- Born: March 14, 1952 (age 74) Milwaukee, Wisconsin, U.S.
- Occupations: documentary photographer photojournalist
- Website: www.andreastarreese.com

= Andrea Star Reese =

American photographer

Andrea Star Reese (born March 14, 1952, in Milwaukee) is a documentary photographer and photojournalist based in New York City who has done work in Indonesia as well as the United States. Her BFA and MFA are from the California Institute of the Arts school of Film/Video and she graduated from the International Center of Photography's Documentary Photography and Photojournalism program.
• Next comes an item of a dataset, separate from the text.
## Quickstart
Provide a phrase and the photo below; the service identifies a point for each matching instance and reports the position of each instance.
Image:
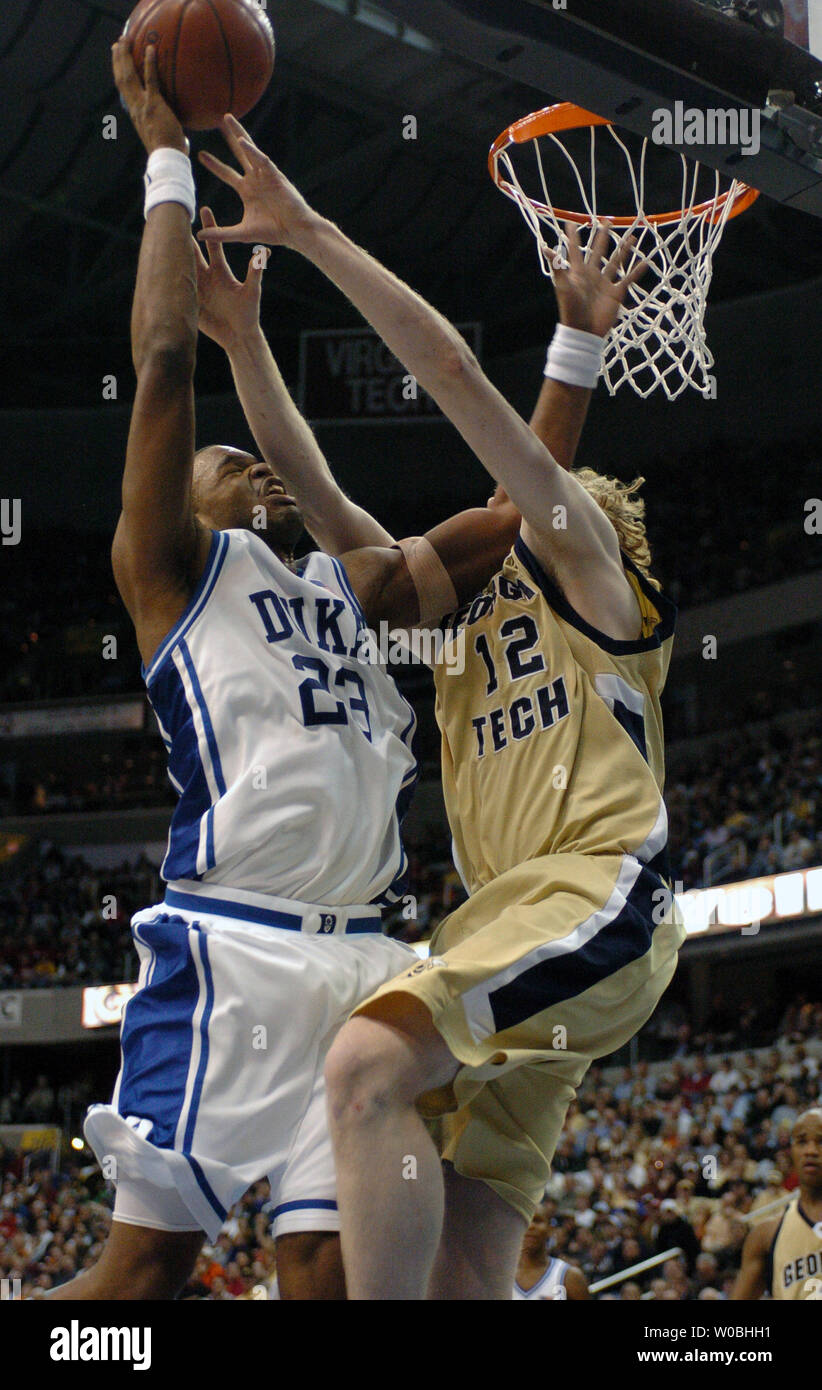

Reese received The Lucie Award-Deeper Perspective Photographer of the Year in 2016, the 2014 David Pike Award for Excellence in Journalism Photography, Best Social Documentary from the 2009 New York Photo Festival, and was a finalist for the 2011 POYI, World Understanding Award.

Most recently, Reese contributed to Innovation & Equality, a photography series and exhibition by United Nations Development Programme 2017. She also exhibits in Visa Pour L’Image in Perpignan, Musee de L’Elysee or Angkor Photo Festival.

Her photobook "Urban Cave", a photo reportage on unsheltered men and women living underground in New York City was published in 2015 by FotoEvidence. She has been published Internationally.